To restore trust that has inadvertently been breached by a lack of availability, start by:

  • Acknowledging to yourself and others that trust has been damaged. No need for shame or blame. This is a new awareness and provides an opportunity for a fresh start. 
  • Apologizing to those you’ve been insufficiently available to. 
  • Letting those who haven’t been available to you know the impact. Explain and ask for what you need. No judgment is needed, so keep it neutral. They didn’t know how important this was! 
  • Discussing what each individual needs and how best to meet those needs (including yours). Even small changes make big differences here.
  • Be prepared to start fresh. Don’t hold grudges or make others feel like they’re under a microscope. It takes time to form new habits, so give yourself and others a little grace.

How Availability Also Restores Past Breaches in Other Dimensions of Trust 

If you’ve experienced trust breakdowns that stem from one of the other 12 Dimensions of Trust, here’s some good news. 

Being more available builds trust and resets relationships. Getting reacquainted, reproving yourself, and moving past old offenses requires time together. The longer people avoid each other, the more deeply rooted the mistrust will be. 

It’s been said that nature abhors a vacuum (horror vacui). When people don’t have enough information, they make stuff up in an effort to fill gaps in understanding. Typically, what they make up isn’t favorable about others. 

When you’re not available, you’re creating a vacuum. No matter which of the 12 Dimensions of Trust you’re inadvertently breaching, being more available to others gives you a better offense against anything they might make up. 
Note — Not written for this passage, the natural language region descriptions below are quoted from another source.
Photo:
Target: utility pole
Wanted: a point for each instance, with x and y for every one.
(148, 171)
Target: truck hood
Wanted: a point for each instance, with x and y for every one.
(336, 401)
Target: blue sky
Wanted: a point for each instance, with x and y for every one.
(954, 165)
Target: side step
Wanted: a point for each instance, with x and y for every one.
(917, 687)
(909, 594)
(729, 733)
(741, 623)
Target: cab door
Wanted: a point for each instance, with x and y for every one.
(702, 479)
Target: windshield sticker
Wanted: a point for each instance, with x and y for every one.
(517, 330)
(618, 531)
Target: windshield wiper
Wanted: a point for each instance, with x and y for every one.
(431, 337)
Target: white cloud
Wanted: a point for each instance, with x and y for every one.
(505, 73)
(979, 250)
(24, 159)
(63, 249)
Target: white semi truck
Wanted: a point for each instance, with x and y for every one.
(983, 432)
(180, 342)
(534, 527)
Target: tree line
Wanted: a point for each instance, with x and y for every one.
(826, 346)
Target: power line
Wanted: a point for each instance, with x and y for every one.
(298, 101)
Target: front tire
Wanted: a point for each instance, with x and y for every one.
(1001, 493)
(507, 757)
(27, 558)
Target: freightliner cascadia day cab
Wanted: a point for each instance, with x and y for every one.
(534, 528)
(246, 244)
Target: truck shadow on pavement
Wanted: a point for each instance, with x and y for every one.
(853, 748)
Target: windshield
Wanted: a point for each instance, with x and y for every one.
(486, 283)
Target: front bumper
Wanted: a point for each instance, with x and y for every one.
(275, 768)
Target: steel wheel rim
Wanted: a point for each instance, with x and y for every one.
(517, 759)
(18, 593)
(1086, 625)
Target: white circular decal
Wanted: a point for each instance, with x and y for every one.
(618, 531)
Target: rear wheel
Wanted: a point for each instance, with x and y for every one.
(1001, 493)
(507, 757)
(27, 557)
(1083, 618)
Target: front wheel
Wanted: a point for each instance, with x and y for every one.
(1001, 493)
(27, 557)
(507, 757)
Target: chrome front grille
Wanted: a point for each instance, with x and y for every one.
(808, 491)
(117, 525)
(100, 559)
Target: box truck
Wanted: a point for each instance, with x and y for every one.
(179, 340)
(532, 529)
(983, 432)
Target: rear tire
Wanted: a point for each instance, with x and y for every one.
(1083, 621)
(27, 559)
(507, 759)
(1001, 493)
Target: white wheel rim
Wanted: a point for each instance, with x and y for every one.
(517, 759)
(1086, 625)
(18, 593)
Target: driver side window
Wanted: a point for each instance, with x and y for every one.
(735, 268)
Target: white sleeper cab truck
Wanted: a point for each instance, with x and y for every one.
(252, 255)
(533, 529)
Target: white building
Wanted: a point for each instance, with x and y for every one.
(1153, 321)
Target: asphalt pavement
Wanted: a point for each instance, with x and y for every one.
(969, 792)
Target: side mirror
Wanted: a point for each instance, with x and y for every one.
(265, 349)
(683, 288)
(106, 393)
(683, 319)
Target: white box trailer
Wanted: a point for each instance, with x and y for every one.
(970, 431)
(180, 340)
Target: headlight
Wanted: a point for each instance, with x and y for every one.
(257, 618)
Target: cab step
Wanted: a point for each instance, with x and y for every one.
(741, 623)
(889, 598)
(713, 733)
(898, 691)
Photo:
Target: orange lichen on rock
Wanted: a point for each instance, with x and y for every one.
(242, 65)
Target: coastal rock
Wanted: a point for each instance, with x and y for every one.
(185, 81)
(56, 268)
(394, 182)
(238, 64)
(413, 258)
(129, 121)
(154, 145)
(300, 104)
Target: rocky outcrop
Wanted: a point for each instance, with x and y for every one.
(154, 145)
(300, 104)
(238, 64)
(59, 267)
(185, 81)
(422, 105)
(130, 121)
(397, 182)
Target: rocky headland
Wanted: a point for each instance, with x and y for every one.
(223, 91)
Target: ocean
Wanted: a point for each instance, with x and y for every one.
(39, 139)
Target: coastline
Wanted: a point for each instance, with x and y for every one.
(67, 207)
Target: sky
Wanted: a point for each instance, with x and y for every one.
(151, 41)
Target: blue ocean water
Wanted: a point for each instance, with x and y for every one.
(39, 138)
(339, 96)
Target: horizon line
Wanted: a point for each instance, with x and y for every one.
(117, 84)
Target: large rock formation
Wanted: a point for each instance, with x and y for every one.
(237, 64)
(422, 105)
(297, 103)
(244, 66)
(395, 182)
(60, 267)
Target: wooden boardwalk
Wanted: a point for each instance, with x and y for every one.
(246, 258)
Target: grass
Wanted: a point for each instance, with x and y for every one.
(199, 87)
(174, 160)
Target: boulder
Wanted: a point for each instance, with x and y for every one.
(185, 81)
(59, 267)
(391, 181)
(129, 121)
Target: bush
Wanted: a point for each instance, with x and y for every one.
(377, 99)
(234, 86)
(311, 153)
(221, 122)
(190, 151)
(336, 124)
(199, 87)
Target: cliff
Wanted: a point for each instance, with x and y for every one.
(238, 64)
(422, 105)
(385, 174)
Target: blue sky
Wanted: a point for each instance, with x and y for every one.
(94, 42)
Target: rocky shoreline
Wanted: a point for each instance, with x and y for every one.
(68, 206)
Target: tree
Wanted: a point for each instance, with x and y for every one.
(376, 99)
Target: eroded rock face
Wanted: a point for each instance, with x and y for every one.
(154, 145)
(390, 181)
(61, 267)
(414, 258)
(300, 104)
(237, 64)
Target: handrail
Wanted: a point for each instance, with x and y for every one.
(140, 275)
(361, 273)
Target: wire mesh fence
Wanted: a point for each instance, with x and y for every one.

For instance, you failed to deliver on a promise. If you’re available, they can ask what happened or you can proactively explain what happened. It will be better than imaginations running wild or assumptions being made.

When you’re available, your behaviors are observable. You’ll have opportunities to demonstrate loyalty, openness, fairness, competence, discretion, consistency and more. When you’re absent or checked out, others won’t be able to see these Dimensions of Trust in action. You won’t get credit for them. 

It’s especially important to spend time with people who haven’t been able to trust you AND those you haven’t been able to trust in the past. It’s the only way to move through breaches in trust and get to a better place.